8 ottobre 2017: SESTA DOPO IL MARTIRIO DI S. GIOVANNI IL PRECURSORE
Gb 1,13-21; 2Tm 2,6-15; Lc 17,7-10
Un racconto straordinario che pone domande, ma con una sola risposta
Gli studiosi concordano nel riconoscere che il libro di Giobbe, da cui è tratto il primo brano della messa,  è «uno dei capolavori poetici e spirituali non solo della Bibbia, ma anche della letteratura di tutti i tempi e di tutte le nazioni della terra. Composta dopo l’esilio babilonese, forse nel V-IV secolo a.C., in un linguaggio tutto costellato di simboli, l’opera rivela al suo interno strati successivi di formazione.

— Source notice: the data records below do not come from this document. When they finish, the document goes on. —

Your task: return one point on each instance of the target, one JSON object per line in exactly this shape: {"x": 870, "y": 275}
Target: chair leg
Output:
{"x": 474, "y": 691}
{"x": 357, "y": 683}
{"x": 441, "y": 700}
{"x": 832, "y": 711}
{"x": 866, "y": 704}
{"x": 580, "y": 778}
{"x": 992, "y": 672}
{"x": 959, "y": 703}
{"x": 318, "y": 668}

L’autore principale ha probabilmente usato un’antica parabola in prosa che aveva come protagonista “uno dei figli d’Oriente”, cioè un personaggio giusto, non ebreo, del quale si narrava tutta una lunga serie di disgrazie umanamente inspiegabili, che suscitavano come reazione la sua fedeltà inconcussa e si concludeva con una grandiosa ricompensa divina finale».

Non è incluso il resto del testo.